In that vein, he says he regularly meets politicians from both countries to keep them updated about the project and win their political support. He says that he last briefed Finnish Prime Minister Juha Sipilä in the beginning of December, during an event celebrating 100 years of Finnish independence. The prime ministers of the two countries, meeting in Paris at a climate summit in December, agreed, among other things, to set up a meeting regarding the tunnel in February, after the EU’s study is completed. (When reached by BuzzFeed News, the prime minister’s office did not confirm or deny that the meeting between Vesterbacka and Sipilä took place.)

Vesterbacka argues that the tunnel would not be just about connecting two cities, but creating one large metropolitan area. When completed, the travel time for the 10 million people to travel between the two cities annually will drop from the current two hours on a ferry to 20 minutes on a high-speed train — the time it takes for an express train from Harlem to reach downtown Manhattan. In his telling, that would make the region — the “FinEst Bay Area,” as he branded it — the new heart of Europe and eventually of Eurasia.

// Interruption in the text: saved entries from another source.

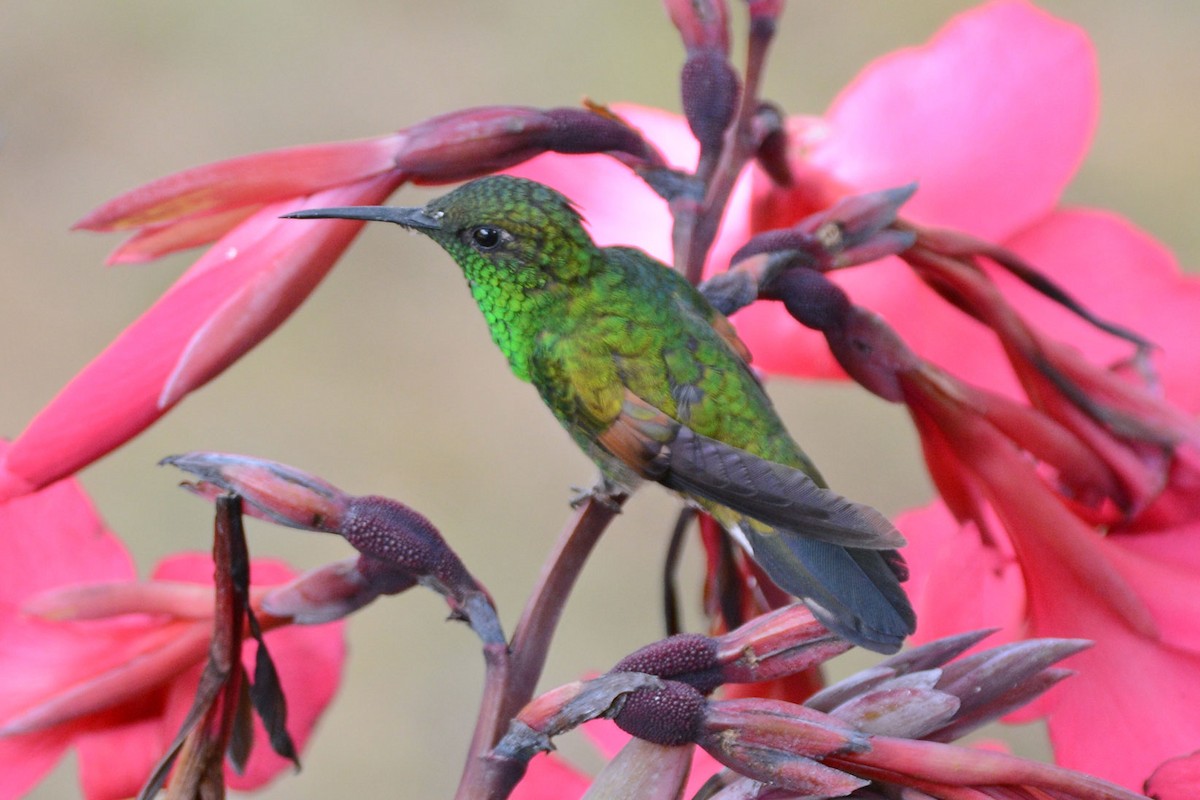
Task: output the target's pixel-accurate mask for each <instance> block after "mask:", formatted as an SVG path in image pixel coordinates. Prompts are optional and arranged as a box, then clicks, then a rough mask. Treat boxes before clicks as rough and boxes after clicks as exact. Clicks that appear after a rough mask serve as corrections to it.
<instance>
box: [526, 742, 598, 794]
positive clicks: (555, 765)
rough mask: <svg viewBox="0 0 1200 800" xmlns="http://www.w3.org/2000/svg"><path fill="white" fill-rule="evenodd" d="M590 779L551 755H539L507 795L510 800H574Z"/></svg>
mask: <svg viewBox="0 0 1200 800" xmlns="http://www.w3.org/2000/svg"><path fill="white" fill-rule="evenodd" d="M590 783H592V778H590V777H588V776H587V775H584V774H583V772H581V771H580V770H577V769H575V768H574V766H571V765H570V764H568V763H566V762H565V760H563V759H562V758H559V757H558V756H554V754H552V753H539V754H538V756H534V757H533V760H530V762H529V768H528V769H527V770H526V774H524V777H523V778H521V782H520V783H517V787H516V788H515V789H514V790H512V794H510V795H509V798H511V800H577V799H578V798H582V796H583V793H584V792H587V790H588V786H590Z"/></svg>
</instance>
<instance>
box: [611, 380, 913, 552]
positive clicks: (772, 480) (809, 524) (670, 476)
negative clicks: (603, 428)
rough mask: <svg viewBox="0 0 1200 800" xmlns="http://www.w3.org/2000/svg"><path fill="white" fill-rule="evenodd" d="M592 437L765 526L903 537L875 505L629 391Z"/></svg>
mask: <svg viewBox="0 0 1200 800" xmlns="http://www.w3.org/2000/svg"><path fill="white" fill-rule="evenodd" d="M598 441H599V444H600V445H601V446H602V447H604V449H605V450H607V451H608V452H611V453H612V455H614V456H616V457H617V458H619V459H620V461H623V462H624V463H625V464H626V465H629V467H630V468H631V469H632V470H634V471H636V473H637V474H638V475H641V476H642V477H646V479H649V480H653V481H656V482H659V483H661V485H662V486H666V487H667V488H671V489H674V491H676V492H680V493H683V494H688V495H692V497H696V498H703V499H706V500H710V501H713V503H716V504H720V505H722V506H726V507H728V509H732V510H733V511H737V512H738V513H740V515H745V516H746V517H749V518H750V519H752V521H757V522H760V523H762V524H764V525H768V527H773V528H782V529H786V530H791V531H794V533H796V534H799V535H802V536H805V537H808V539H812V540H817V541H823V542H829V543H833V545H841V546H844V547H854V548H865V549H893V548H896V547H901V546H902V545H904V543H905V540H904V537H902V536H901V535H900V533H899V531H898V530H896V529H895V528H894V527H893V525H892V523H890V522H888V519H887V517H884V516H883V515H882V513H880V512H878V511H876V510H875V509H872V507H870V506H866V505H862V504H858V503H853V501H852V500H847V499H846V498H844V497H842V495H840V494H838V493H836V492H833V491H830V489H827V488H823V487H821V486H820V485H817V482H816V481H814V480H812V479H811V477H809V475H808V474H805V473H804V470H802V469H798V468H796V467H788V465H786V464H779V463H775V462H772V461H767V459H766V458H760V457H758V456H755V455H754V453H750V452H748V451H745V450H742V449H739V447H734V446H732V445H728V444H726V443H724V441H718V440H716V439H712V438H709V437H706V435H702V434H700V433H697V432H696V431H694V429H691V428H690V427H688V426H686V425H684V423H682V422H679V421H677V420H674V419H672V417H671V416H670V415H667V414H666V413H665V411H662V410H660V409H658V408H655V407H654V405H652V404H650V403H648V402H647V401H644V399H642V398H641V397H638V396H637V395H635V393H634V392H631V391H629V390H625V399H624V403H623V404H622V409H620V414H618V415H617V417H616V420H614V421H613V422H612V425H610V426H608V428H607V429H605V431H604V432H602V433H601V434H600V435H599V437H598Z"/></svg>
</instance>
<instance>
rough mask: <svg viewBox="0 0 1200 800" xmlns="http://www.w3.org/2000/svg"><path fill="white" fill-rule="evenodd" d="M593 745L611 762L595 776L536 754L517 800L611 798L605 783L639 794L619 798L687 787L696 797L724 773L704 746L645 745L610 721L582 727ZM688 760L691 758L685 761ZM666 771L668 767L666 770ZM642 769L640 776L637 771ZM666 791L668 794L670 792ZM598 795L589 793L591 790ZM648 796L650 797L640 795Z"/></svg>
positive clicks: (511, 798) (516, 798)
mask: <svg viewBox="0 0 1200 800" xmlns="http://www.w3.org/2000/svg"><path fill="white" fill-rule="evenodd" d="M580 730H581V732H582V733H583V735H584V736H586V738H587V740H588V742H590V744H592V746H593V747H594V748H595V750H596V751H598V752H599V754H600V756H601V757H604V758H605V759H606V762H607V763H606V764H605V766H604V769H601V770H600V772H599V774H598V775H596V776H595V777H593V776H589V775H587V774H584V772H583V771H581V770H578V769H576V768H575V766H572V765H571V764H569V763H568V762H566V760H565V759H563V758H559V757H558V756H554V754H544V756H535V757H534V759H533V760H532V762H529V769H528V770H527V771H526V775H524V777H523V778H522V780H521V782H520V783H517V786H516V788H515V789H514V790H512V794H510V795H509V796H510V798H511V800H578V798H584V796H611V795H606V794H605V793H604V784H605V783H608V784H614V783H618V782H622V784H623V786H624V787H625V788H626V792H629V790H630V789H631V790H632V792H635V794H620V795H617V796H626V798H630V799H631V800H632V799H634V798H646V800H652V799H656V798H662V796H671V792H673V790H674V789H676V788H677V787H678V786H680V784H682V786H683V794H682V795H680V796H683V798H691V796H695V795H696V793H697V792H700V789H701V787H702V786H704V783H706V782H707V781H708V780H709V778H710V777H713V776H714V775H716V772H719V771H720V770H721V765H720V764H719V763H718V762H716V759H714V758H713V757H712V756H709V754H708V753H706V752H704V751H703V750H701V748H698V747H688V748H673V750H679V751H682V752H679V753H674V752H671V750H672V748H665V747H659V746H656V745H650V744H649V742H641V741H638V740H636V739H634V738H632V736H630V735H629V734H628V733H625V732H623V730H622V729H620V728H618V727H617V726H616V724H614V723H613V722H611V721H608V720H593V721H592V722H588V723H586V724H583V726H581V727H580ZM684 757H686V758H684ZM665 768H666V769H665ZM638 769H641V770H642V771H641V772H638V771H637V770H638ZM665 789H666V790H665ZM589 790H590V792H592V794H590V795H588V794H587V793H588V792H589ZM636 792H644V794H641V795H638V794H636Z"/></svg>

A Nordic Silicon Valley, only “without its huge housing problems,” is Vesterbacka’s true goal, and the tunnel is just one piece of the puzzle. He also sees building housing for 50,000 people all along the tunnel’s stops, including on the artificial island. He also wants to bring in 150,000 foreign students to Finland and 30,000 to Estonia, all in the name of making the region grow quicker and be more competitive than China.

The tunnel goes beyond business, Vesterbacka believes. “It is important for Europe as well. France, Germany, and the UK are totally incapable of doing anything. It is very important for the Nordic countries to step up and show the leadership,” he said.

A good date to open the connection would be Dec. 24, 2024, Vesterbacka said, adding that although it is a bit later than he'd like. “With all permits, maybe that’s realistic. If we can do it faster, great. If not, then Christmas of 2024 is fine.”

When asked which direction the first train to pass through the tunnel will be heading, he paused to consider the question. “We will have two tunnels, so probably we will have one train going from each end at the same time.”